NE2NE's research team used a cloze-deletion approach adapted from established academic methods. Cloze-style testing measures whether a system can predict missing words from surrounding context. The method builds on techniques such as overlap analysis and benchmark probing described in prior work, including research associated with Brown et al. (2020) and Deng et al. (2023).

The analysis covered 4,590 model-question pairs across 17 frontier language models and 18 public benchmarks. NE2NE reported an overall contamination rate of 57.3 percent and described the result as evidence that some benchmarks may no longer serve as clean measures of generalisation.

Procurement pressure

Benchmark scores have become a shorthand for performance in vendor marketing and corporate decision-making. Many organisations also treat published benchmark results as directly comparable across models, even when suppliers differ in training data practices, fine-tuning steps, and evaluation settings.
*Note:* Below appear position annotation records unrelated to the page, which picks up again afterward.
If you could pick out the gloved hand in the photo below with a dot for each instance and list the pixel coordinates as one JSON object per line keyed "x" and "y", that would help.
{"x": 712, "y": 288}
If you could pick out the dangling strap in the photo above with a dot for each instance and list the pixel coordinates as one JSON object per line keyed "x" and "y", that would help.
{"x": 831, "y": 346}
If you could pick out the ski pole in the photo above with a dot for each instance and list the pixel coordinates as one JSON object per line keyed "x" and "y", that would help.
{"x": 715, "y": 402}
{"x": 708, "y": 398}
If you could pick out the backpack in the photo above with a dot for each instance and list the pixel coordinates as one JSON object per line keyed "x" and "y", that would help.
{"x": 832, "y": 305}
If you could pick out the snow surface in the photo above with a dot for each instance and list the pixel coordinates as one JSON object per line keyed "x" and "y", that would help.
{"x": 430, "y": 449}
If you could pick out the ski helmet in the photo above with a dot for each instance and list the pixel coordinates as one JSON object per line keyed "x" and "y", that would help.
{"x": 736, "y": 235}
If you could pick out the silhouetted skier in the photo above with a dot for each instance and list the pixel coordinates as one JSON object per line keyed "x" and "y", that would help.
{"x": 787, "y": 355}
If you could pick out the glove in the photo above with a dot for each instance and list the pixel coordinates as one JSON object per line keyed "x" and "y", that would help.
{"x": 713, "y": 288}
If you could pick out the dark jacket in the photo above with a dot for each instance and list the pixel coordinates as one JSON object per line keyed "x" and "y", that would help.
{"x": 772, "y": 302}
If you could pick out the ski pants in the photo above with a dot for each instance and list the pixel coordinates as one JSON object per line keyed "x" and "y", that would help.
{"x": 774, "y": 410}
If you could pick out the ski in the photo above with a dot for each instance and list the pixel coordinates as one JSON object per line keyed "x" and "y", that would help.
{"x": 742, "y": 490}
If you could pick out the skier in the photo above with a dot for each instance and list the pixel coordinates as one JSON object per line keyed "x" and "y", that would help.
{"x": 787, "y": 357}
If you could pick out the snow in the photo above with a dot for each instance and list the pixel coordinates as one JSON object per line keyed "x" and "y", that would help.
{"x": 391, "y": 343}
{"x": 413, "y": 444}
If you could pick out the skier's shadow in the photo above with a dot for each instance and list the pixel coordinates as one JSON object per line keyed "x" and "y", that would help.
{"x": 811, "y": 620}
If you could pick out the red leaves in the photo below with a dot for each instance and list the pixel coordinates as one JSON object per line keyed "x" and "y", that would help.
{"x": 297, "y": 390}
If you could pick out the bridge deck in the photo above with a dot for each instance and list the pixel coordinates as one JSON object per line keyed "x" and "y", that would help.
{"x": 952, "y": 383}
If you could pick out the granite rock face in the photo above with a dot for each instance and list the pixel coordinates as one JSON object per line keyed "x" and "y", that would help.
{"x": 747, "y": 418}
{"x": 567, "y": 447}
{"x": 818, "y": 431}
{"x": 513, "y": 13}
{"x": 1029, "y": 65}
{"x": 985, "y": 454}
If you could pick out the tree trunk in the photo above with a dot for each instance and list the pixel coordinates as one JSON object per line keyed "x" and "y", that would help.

NE2NE argues that repeated reuse of popular datasets increases the likelihood that benchmarks circulate through training pipelines. That can happen directly when benchmark items appear in training corpora, or indirectly through derivatives, community reproductions of test sets, or materials that closely resemble them.

Steven Pappadakes, NE2NE's founder and CEO, linked the findings to the way benchmarks are used in competitive model rankings.

"Our industry relies heavily on benchmark rankings to compare models, but benchmarks were never intended to become static scoreboards," Pappadakes said. "If contamination is present, organizations may be making high-stakes decisions based on metrics that no longer reflect real-world capability. This highlights the need for more transparent evaluation practices and continuous reassessment of how benchmarks are used."

Industry implications

The research adds to a broader debate over whether benchmark-driven competition encourages optimisation for test performance rather than robust behaviour in production. Risk teams in regulated sectors are also scrutinising evaluation methods more closely as language models move into customer-facing workflows, internal knowledge tools, and decision support.

Contamination can also have practical consequences for buyers. If benchmark scores overstate general performance, organisations may underestimate failure rates in areas such as customer service, document drafting, coding assistance, and compliance-related analysis. That can affect roll-out plans, human oversight requirements, and remediation costs when models behave unpredictably.

The study also points to a transparency gap in the market: many frontier models still lack publicly documented contamination analyses. This makes it harder for third parties to compare results across providers or to separate genuine generalisation gains from familiarity with benchmark content.

Benchmark lifecycle

Benchmark designers already rotate some datasets, retire older tasks, and introduce new test formats. Even so, long-lived benchmarks remain central to public model leaderboards and headline performance claims. The research renews attention on benchmark lifecycle management, including how often tasks should change and how test sets can be protected from leaking into training data.

Stronger auditing could include routine overlap checks between training corpora and evaluation sets, more detailed disclosures about data sources, and independent replication of results. Some researchers also advocate private test sets, sealed evaluations, or more dynamic task generation. Others emphasise measuring robustness, calibration, and performance under distribution shifts rather than relying on a narrow set of static tests.

NE2NE is based in Cleveland and was founded in 2021. It works with enterprises and technology providers on deploying automation and data integration tools, and it positions the research as part of an effort to close gaps between published claims and operational outcomes.

The findings add to calls for more rigorous benchmark design and for clearer interpretation of benchmark scores as models and training datasets evolve.